Era una pieza de antiguo diseño chino, de un hierro que ya no se fundía en estos días; y el corazón de coleccionista en el pecho del conservador se rindió ante él desde el primer momento. Ningún argumento persuadiría al lama de retomar su regalo.

—Cuando regrese, después de haber encontrado el río, te traeré una pintura escrita del Padma Samthora, tal como yo solía hacerla en seda en la lamasería. Sí, y de la Rueda de la Vida —y soltó una risita— porque ambos somos del mismo oficio, tú y yo.
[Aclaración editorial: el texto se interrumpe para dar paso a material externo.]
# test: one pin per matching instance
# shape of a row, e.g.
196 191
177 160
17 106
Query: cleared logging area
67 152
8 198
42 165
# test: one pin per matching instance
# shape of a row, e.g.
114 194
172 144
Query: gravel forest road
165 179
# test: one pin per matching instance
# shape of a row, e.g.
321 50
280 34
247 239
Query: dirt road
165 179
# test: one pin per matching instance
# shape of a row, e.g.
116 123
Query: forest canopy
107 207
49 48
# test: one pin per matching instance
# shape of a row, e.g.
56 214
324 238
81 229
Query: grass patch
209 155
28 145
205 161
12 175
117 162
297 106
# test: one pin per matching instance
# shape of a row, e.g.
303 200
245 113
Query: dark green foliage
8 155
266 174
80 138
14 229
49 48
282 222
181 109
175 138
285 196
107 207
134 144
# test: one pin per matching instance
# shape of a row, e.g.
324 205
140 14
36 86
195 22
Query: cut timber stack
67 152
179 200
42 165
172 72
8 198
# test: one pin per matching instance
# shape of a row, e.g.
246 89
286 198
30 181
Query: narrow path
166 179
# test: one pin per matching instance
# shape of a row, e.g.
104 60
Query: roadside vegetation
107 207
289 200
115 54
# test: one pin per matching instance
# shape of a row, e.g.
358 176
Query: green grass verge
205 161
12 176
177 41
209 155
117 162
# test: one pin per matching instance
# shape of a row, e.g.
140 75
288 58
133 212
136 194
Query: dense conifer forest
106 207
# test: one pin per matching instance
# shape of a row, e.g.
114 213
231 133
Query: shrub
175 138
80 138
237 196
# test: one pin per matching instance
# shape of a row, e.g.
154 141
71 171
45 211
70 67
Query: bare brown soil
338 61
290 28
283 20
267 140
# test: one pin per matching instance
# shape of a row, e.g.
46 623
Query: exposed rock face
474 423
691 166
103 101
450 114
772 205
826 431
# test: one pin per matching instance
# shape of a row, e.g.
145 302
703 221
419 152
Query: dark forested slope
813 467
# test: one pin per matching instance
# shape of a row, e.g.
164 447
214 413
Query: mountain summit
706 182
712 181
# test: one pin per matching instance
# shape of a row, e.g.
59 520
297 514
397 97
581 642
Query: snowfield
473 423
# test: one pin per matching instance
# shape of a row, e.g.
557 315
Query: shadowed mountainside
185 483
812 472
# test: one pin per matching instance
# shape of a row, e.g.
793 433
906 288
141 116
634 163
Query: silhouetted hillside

El conservador lo habría retenido; hay pocos en el mundo que aún tengan el secreto de las tradicionales pinturas budistas con pincel, que, en realidad, eran mitad escritas y mitad pintadas. Pero el lama salió a grandes pasos, con la cabeza bien alta, y, deteniéndose un instante ante la gran estatua de un Bodhisattva en meditación, cruzó el torniquete.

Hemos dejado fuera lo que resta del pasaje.